FGFA: facing delay but worth waiting
Seven years before its scheduled completion, the Ministry of Defence (MoD) has already announced a two-year delay in the Fifth Generation Fighter Aircraft (FGFA), the flagship of the Indo-Russian aviation partnership, Ajai Shukla writes in his “Business Standard” article.
According to “Business Standard”, Defence Minister A K Antony has been saying the FGFA would join the Indian Air Force by 2017. On Monday, his deputy, M M Pallam Raju, told Parliament, “The fifth generation aircraft is scheduled to be certified by 2019, following which the series production will start.”
India and Russia lay much hope on the FGFA project. Yet, according to Indian designers who have overseen the project, there are still some concerns. Firstly, it’s the two-year delay. One more issue is the FGFA’s supposed exceeding its current $6 million budget. The Russian and Indian air forces each plan to build about 250 FGFAs, at an estimated cost of $100 million per fighter. That adds up to $25 billion each, in addition to the development cost.
But still Indian designers remain optimistic saying that the FGFA project would provide invaluable experience in testing and certifying a heavy fighter aircraft that is bigger and more complex than the Tejas light combat aircraft (LCA), India’s foundational aerospace achievement.

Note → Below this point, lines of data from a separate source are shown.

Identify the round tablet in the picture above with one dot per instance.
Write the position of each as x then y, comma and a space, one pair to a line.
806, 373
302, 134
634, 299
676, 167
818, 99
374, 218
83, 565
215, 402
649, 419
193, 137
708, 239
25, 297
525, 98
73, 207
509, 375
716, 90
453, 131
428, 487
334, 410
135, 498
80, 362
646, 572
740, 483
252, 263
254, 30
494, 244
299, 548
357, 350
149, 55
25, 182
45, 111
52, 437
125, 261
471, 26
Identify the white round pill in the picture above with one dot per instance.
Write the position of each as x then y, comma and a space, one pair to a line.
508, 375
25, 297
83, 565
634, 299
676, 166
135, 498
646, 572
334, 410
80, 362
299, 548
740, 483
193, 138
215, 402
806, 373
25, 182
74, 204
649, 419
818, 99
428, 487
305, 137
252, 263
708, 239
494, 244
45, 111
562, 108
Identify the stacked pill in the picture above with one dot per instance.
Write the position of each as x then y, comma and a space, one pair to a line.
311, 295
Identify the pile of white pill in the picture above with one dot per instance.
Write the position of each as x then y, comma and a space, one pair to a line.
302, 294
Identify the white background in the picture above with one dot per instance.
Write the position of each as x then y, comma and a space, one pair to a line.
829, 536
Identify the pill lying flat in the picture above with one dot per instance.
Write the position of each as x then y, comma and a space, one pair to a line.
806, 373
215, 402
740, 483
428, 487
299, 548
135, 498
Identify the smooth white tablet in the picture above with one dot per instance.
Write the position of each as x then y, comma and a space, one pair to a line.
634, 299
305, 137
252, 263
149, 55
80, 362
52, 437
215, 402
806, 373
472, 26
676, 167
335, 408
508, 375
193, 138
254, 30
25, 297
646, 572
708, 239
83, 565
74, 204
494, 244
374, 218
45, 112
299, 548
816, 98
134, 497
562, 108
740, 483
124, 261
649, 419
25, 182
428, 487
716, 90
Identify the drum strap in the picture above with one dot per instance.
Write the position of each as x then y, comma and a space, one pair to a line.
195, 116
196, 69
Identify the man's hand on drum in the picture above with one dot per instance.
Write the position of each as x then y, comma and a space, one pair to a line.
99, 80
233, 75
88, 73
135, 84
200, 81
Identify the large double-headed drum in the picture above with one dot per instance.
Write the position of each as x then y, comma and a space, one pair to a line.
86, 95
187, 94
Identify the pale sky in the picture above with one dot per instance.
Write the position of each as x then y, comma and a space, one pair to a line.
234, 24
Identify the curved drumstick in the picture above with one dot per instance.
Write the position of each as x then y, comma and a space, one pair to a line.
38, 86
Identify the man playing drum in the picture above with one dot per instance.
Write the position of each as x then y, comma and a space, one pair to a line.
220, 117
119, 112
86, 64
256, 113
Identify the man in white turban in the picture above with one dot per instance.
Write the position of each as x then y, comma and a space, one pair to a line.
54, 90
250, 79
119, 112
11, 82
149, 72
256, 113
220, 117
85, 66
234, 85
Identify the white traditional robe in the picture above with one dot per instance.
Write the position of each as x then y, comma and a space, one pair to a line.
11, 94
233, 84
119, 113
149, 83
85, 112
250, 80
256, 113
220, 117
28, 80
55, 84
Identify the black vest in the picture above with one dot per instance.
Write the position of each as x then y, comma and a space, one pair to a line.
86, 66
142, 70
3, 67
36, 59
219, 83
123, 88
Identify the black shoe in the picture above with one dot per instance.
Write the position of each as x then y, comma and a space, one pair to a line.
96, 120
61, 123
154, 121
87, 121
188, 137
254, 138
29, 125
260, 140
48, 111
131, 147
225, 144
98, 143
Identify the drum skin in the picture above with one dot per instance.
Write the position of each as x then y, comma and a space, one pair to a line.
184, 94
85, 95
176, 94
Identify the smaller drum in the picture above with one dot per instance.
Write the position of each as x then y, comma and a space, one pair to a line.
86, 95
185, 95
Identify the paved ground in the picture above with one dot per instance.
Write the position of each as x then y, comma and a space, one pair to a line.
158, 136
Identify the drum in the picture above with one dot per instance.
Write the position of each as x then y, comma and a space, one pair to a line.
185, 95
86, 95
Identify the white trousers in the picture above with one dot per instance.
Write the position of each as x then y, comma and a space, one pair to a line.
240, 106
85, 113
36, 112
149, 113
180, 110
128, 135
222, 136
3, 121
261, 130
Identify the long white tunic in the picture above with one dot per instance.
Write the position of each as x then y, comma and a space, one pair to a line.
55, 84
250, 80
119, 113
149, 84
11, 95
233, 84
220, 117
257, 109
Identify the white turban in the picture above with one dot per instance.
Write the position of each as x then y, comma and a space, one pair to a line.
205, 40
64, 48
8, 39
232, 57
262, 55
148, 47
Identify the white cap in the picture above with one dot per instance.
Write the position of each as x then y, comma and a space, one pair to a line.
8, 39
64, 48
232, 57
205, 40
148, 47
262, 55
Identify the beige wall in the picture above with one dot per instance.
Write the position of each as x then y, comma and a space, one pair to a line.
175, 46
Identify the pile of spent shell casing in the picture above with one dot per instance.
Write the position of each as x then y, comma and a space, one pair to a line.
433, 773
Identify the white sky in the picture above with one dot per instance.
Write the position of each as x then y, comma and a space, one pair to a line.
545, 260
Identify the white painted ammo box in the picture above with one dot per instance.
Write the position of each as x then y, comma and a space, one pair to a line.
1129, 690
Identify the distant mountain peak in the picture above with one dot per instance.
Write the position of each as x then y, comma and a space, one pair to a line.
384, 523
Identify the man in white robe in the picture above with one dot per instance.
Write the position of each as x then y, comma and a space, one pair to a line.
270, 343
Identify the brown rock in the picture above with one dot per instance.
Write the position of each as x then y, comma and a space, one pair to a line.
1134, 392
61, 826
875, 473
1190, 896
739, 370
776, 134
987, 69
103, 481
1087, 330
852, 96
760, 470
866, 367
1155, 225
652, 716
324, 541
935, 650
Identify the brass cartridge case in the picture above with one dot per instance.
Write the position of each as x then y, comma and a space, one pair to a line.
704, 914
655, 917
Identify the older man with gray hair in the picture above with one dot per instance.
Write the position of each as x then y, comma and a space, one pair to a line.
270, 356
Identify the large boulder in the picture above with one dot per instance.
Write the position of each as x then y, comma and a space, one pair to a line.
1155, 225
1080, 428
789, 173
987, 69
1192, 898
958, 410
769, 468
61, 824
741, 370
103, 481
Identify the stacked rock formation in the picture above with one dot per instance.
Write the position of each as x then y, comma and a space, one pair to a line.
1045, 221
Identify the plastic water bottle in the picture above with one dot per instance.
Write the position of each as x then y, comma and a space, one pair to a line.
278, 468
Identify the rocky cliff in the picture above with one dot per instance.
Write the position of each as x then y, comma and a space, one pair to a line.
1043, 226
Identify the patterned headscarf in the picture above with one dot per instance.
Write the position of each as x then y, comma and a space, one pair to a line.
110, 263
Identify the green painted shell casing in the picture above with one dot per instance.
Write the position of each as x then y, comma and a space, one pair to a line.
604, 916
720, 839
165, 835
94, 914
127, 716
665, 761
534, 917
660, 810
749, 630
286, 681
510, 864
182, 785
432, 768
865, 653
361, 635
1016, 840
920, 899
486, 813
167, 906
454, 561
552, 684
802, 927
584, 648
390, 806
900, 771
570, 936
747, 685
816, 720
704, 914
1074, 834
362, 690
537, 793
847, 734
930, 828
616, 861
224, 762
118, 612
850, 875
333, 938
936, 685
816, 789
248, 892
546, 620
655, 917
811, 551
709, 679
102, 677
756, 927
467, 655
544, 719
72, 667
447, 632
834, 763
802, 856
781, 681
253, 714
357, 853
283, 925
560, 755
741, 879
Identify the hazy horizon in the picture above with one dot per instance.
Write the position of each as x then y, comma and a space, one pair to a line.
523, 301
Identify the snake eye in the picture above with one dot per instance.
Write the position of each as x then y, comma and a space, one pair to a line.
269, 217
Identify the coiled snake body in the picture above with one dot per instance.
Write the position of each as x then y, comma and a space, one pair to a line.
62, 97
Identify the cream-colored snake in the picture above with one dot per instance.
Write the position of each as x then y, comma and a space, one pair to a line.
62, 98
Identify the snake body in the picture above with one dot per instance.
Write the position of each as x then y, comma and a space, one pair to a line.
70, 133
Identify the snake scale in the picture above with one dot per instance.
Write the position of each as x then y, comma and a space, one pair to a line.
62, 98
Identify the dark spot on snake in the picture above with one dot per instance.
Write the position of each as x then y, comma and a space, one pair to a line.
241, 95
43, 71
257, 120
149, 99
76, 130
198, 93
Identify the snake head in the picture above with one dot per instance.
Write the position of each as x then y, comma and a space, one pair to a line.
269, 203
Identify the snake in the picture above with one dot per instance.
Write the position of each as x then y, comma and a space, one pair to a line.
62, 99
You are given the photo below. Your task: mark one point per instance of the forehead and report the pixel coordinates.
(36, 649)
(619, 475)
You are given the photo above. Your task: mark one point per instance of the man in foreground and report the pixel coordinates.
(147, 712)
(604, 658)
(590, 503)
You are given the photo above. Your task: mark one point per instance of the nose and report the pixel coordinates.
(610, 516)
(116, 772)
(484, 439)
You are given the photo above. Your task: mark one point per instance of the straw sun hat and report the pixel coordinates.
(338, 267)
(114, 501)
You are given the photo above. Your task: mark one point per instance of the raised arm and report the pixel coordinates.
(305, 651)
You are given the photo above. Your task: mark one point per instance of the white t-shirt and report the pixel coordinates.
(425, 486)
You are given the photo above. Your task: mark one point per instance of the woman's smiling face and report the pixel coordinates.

The FGFA’s precursor has already flown. In January 2010, Russian company Sukhoi test-flew a prototype called the PAK-FA, the acronym for Perspektivnyi Aviatsionnyi Kompleks Frontovoi Aviatsy (literally prospective aircraft complex of frontline aviation). Now, Hindustan Aeronautics Limited (HAL) will partner Sukhoi to transform the bare-bones PAK-FA into an FGFA that meets the Indian Air Force (IAF)’s requirements of stealth (near-invisibility to radar), super-cruise (supersonic cruising speed), networking (real-time digital links with other battlefield systems) and world-beating airborne radar that outranges enemy fighters.
The IAF clearly wants a top-of-the-line FGFA. According to Ashok Nayak, who spoke to Business Standard as HAL’s chairman before retiring last October, the IAF has specified 40-45 improvements that must be made to the PAK-FA. These have been formalised into an agreed list between Russia and India, the Tactical Technical Assignment.
There are certain requirements the contingent that is to work on the FGFA has to follow.
“Our boys will learn the Russian language, their way of working, their design rules and their design norms. We are left-hand drive, while they are right-hand drive. The Russians say they would part with all these things,” says Nayak.
But the most valuable learning, say HAL executives, would take place during the FGFA’s flight-testing. “Unlike the basic design phase which we missed out on, we will actually gain experience during flight testing. This phase throws up dozens of problems, and we will participate in Resolving these, including through design changes,” says says N.C. Agarwal, HAL's design chief.
Despite the continuing imponderables, HAL believes the FGFA project provides genuine technological skills, far more useful than licensed manufacture. Agarwal says, “We will pay some $6-7 billion to France for the licence to build the Rafale in HAL. In the FGFA project, a similar sum would bring in genuine design knowledge that will help us in the future.”